Sure you do. This is proof just how level headed you, I mean we, are.

 

    
I really need to see my shrink again. What the hell is that smell? Why can I smell bleach? Is this normal? I need to pee again! How did I not notice the fact that I’m pregnant? It should have been obvious, I’ve been peeing a lot, feeling a little sick some days, but never actually vomiting fortunately. Now I have a wicked case of heartburn.

 

     “James,” I say and turn over. “I need some Renee.”

     “Heartburn?”

     “Good guess,” It’s irritating. I rub the space below my ribs and frown. “Please.”

     He grins, climbs out of bed and gets redressed. I watch his gorgeous thighs tighten as he pulls on his
pants, I watch his chest expand as he shrugs on his shirt. Screw the Renee, I need sex. He leans over to kiss me softly before heading down the hall.
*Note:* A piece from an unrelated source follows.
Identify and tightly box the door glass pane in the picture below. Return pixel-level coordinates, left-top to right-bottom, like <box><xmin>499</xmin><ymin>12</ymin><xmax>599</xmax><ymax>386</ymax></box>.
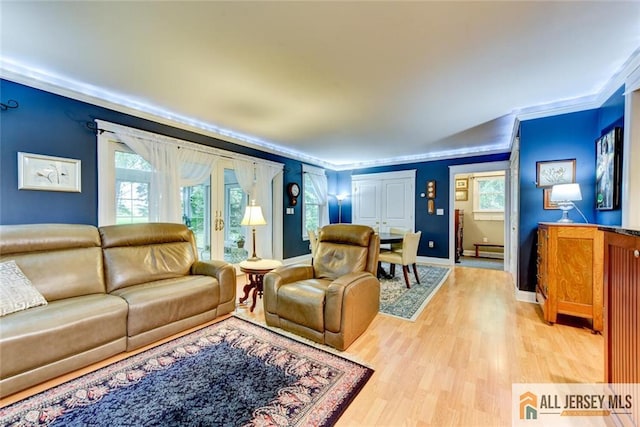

Guess that means no sex then.

     “Stupid invader,” I say but find myself stroking my belly. Glaring at my hand I hiss, “Quit it!” And then proceed to throw it onto the bed with a slam. That sure told it.

 

Sigh.

 

    
James pads back into the room with a little red packet in hand, “Jacob had some in the cupboard. We should start stocking up on the things we’ll need. Won’t be long before your breasts start producing milk.” Come again? “Of course they have nipple pads for that so you don’t ruin your bras.” Say what? “If you read the baby books they’re very informative.” And again… say what? “Apparently you taste different down there whilst pregnant.” Ewww. “Maybe we can test that theory.”